Heissem masih memiliki masa depan yang panjang, dan perkembangan karir anggota baru Dinasti Hassan di timnas Mesir ini menjadi cerita yang menarik untuk diikuti.
Jakarta (Servisenta) – Lupakan sejenak kontroversi bias wasit dan FIFA yang mengunggulkan Argentina asuhan Lionel Messi melawan Mesir di babak 16 besar Piala Dunia 2026.
Sebab, sebelum kontroversi muncul, ada satu sosok Timnas Mesir yang pantas menjadi sorotan di pentas Piala Dunia FIFA 2026. Namanya Haysem Hassan.
Hassan merupakan nama belakang yang identik dengan rekor emas di sepak bola Mesir. Saya tidak tahu apakah Haysam mengetahui hal ini, mengetahui bahwa ia lahir di Bagnolet, Prancis, pada tanggal 8 Februari 2002, dan besar di sana.
Tampaknya Haysem sudah terlalu sering mendengar kisah Zinedine Zidane saat memimpin Prancis menjuarai Piala Dunia 1998 atau menyaksikan langsung kiprah Kylian Mbappe muda dalam mencuri perhatian pecinta sepak bola di seluruh dunia saat membantu Prancis menjuarai Piala Dunia 2018.
Selanjutnya, Hasem muda pernah bermain untuk timnas kelompok umur Prancis, termasuk saat mereka finis ketiga di Piala Dunia U-17 2019 di Brasil. Di tim kelompok umur, Haysem mencetak dua gol dari tujuh pertandingan bersama timnas Prancis U-17 dan sembilan kali bermain bersama timnas Prancis U-18 sehingga menghasilkan satu gol.
Ada kemungkinan juga bahwa Haysam muda tumbuh dengan mendengar nama Tariq Dhiab yang legendaris, pemenang Pemain Terbaik Afrika Tahun 1977 dari Tunisia, negara asal ibu Haysam.

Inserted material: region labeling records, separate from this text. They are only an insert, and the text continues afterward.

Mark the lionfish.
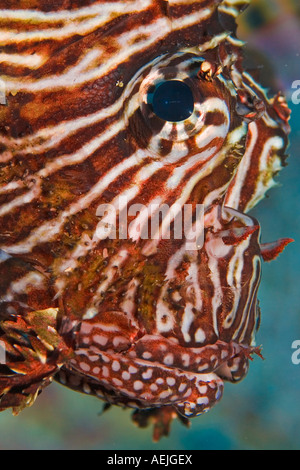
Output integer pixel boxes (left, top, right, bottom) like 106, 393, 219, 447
0, 0, 291, 440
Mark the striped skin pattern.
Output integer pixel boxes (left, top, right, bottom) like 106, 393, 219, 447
0, 0, 290, 439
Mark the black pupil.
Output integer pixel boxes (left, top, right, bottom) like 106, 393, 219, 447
148, 80, 194, 122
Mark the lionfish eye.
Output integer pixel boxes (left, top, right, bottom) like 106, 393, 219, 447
147, 80, 194, 122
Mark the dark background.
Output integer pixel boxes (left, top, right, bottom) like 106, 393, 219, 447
0, 0, 300, 450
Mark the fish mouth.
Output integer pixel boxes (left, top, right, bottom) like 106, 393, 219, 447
64, 335, 257, 418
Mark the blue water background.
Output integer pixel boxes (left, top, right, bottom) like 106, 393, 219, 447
0, 2, 300, 450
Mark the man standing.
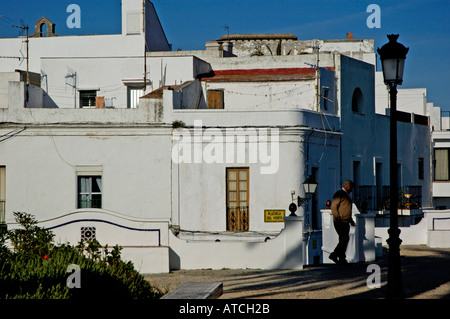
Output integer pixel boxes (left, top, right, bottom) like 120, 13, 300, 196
329, 180, 356, 264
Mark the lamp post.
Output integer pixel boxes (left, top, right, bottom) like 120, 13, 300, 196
378, 34, 409, 299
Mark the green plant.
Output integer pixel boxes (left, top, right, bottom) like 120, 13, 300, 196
0, 213, 162, 300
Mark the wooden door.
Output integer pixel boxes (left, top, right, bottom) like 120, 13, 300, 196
227, 168, 250, 231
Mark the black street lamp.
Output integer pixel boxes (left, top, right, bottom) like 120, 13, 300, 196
378, 34, 409, 299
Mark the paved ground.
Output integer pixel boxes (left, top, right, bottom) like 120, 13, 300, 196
146, 245, 450, 299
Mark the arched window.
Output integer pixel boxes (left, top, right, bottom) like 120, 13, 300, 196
40, 22, 48, 37
352, 87, 364, 114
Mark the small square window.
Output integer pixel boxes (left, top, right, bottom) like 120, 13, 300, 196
80, 90, 97, 108
81, 227, 96, 241
78, 176, 102, 208
207, 90, 224, 109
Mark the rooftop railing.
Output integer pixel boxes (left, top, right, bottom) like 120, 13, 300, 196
353, 185, 422, 212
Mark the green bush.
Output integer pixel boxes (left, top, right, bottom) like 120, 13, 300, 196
0, 213, 162, 300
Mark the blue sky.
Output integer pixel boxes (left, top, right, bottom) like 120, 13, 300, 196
0, 0, 450, 111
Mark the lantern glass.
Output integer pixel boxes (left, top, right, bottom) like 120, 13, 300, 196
381, 59, 405, 84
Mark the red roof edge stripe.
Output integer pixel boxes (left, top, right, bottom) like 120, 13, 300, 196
214, 67, 334, 76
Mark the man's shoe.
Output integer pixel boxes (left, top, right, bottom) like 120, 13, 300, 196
329, 253, 339, 264
338, 258, 348, 265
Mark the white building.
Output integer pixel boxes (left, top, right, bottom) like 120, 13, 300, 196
0, 0, 431, 272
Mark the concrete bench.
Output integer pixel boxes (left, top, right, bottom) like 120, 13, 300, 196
161, 282, 223, 299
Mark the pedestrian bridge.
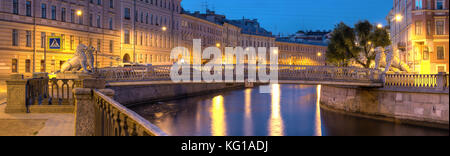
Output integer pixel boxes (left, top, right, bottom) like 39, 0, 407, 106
98, 65, 384, 88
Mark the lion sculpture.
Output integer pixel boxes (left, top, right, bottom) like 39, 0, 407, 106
59, 44, 95, 73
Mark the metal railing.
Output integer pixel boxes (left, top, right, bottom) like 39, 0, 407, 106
384, 73, 449, 90
278, 66, 382, 82
98, 65, 382, 82
26, 78, 81, 106
93, 90, 167, 136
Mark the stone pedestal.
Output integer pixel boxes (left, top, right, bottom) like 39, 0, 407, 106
73, 88, 114, 136
56, 72, 95, 79
5, 74, 27, 113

Namun nampaknya ayah Haysem yang merupakan warga negara Mesir punya cerita lain, kisah keluarga Hassan yang mendukung kesuksesan pasukan Firaun di kancah sepak bola Afrika.
Baca juga: Argentina Bertindak Hentikan Kejutan Mesir dan Menangkan Laga 3-2
Baca Juga: Suporter Mesir Kecewa dengan Wasit Usai Kalah dari Argentina 2-3
Hak Cipta © Antara 2026
Pengambilan konten, crawling, atau pengindeksan AI otomatis pada situs ini dilarang keras tanpa izin tertulis dari Kantor Berita Antara.